Now I’m not so sure.
It’s an odd feeling, having my dream job, but not living the dream. I am getting to do everything I ever wanted to do. Media, culture, tourism, writing, creating, imagining and living in the Arctic – every day. I have the loveliest of colleagues and have learned so much about people, about office jobs, about routine and the simple joys in life. Like never knowing quite what the day will bring, and constantly being challenged to be better, learn faster, adapt more. Like being part of a team, working together to get results and make a change, large and small.

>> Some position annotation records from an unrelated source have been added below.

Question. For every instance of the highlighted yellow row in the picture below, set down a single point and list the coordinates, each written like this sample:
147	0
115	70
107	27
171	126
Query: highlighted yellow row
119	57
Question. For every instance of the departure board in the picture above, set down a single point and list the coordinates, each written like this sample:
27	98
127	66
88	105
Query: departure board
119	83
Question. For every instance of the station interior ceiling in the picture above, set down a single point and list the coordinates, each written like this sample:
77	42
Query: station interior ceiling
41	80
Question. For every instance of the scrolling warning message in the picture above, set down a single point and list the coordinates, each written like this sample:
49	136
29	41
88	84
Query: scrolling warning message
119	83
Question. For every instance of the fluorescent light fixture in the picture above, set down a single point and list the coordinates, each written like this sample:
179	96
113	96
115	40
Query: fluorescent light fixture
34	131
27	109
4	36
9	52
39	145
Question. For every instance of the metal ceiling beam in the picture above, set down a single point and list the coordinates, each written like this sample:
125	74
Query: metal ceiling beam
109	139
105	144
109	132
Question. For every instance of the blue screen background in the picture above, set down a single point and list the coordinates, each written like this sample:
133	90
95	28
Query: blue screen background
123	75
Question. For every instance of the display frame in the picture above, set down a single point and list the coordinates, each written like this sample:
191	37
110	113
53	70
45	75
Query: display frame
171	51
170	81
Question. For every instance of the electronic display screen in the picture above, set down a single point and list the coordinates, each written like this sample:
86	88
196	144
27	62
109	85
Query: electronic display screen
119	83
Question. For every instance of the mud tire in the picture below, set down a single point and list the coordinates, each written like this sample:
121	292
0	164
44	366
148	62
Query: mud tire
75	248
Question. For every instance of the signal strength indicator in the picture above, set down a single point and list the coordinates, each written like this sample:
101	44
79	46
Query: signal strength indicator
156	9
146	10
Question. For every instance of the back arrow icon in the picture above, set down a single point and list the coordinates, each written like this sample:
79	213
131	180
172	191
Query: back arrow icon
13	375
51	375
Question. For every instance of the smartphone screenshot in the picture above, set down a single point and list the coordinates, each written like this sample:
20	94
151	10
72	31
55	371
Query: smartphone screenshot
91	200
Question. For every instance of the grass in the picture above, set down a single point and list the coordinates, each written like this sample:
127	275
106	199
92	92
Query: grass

I think the problem with graduating university for me is that I lived the dream. I got on a plane and flew all alone to the country of magic and boarding schools and accents and literature. I made the dream my everyday life. I was lucky enough to live the dream. My dream. And where do you go once the dream is over?
I find myself looking for a new dream. A new place, a new goal, a new purpose outside of just letting the days run past me, as I wait for things to happen. I don’t want to wait anymore. It has been 7 months since I graduated university and 4 months since I started my new part-time course in tourism management. And now the countdown to April has started. Come Easter I will once again be back in the UK, this time with no plan, other than to end the long distance relationship with my English love.
I have small goals, but an overarching dream for myself is still distant in mind. How can I find the place where I belong, and the new dream to keep me growing and learning and evolving into the best version of myself possible? How can my English love and I end up where we need to be, and where our individual dreams take us, while simultaneously dreaming together? There are practicalities to every dream of course, but I think it possible, if not inevitable, that all dreams become reality some way or another. Maybe not like I ever imagined it, but always born out of the little choices and the big decisions that shape the path we all walk. We can choose to be swept away by the wave of bricks, but if we resist the wave and control our steps,the yellow brick road will form before us, once again clear, although never not muddy.
The countdown is on. It will hurt to leave my family again, to leave my new-old life, to say goodbye to my colleagues and the comfort of knowing the days to come. For now I am knitting, working, going to my local gym and pondering the path ahead. But in two and a half months I am off again, seeking a Great Perhaps. and a new dream.